Baron explained to the Times Review that Somewon had its roots as a group of friends making T-shirts and selling them at parties – a kind of in-joke identity. A few years ago, they branched into manufacturing their snowboarding-focused lifestyles brand overseas, partnering with a Dongguan, China-based manufacturer that assembles their custom designs.

The partnership is key for Somewon, enabling them to design and create more intricate and complex designs for shirts, hoodies and more. Somewon has expanded their catalogue past branding and screen-printing based designs into a full lifestyles fashion line. Baron and Kipling will travel to Dongguan in the new year to meet with their manufacturing partners.

Somewon has also expanded their services, providing silk-screening, design, embroidery, and sticker printing for local and regional clients.

Kipling said through the expansion, they’ve also been narrowing their brand.

Their women’s line is getting a positive response. In a volatile snowboard industry, women’s lifestyle wear has been a positive trend, moving from  the back corner of local snowboard shops to an equal position out front.

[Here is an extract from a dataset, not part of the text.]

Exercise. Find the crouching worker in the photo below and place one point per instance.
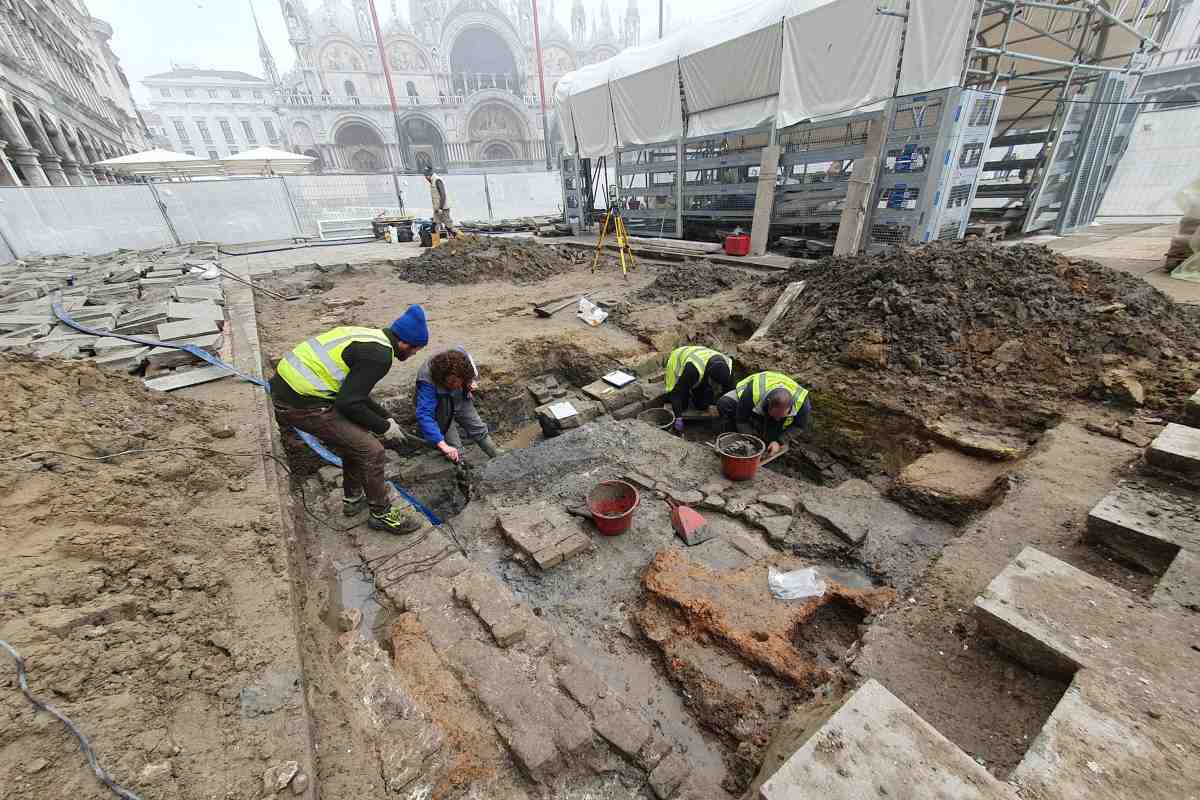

Working out of Revelstoke has its ups and downs. They don’t have access to the same supplies and materials, for example, but the people are great and they work hard to make it work.

Jen and Mark moved from Alberta to Revelstoke for the snowboard lifestyle, and they’re committed. “We do what it takes to make it work here,” Kipling said. “You definitely have to have a passion for that to make it.”

She added: “It’s looking at what your can offer this town. We’d like to stay here, we’d like to give back to this community.”

Part of that giving back is the Somewon Collective White Out party on the evening of Dec. 21 at Traverse, featuring DJs Bryx and Wakcutt. Proceeds support the Community Connections Christmas Hampers program. Dress in white and come ready for the raffles. Tickets at Society Snow & Skate.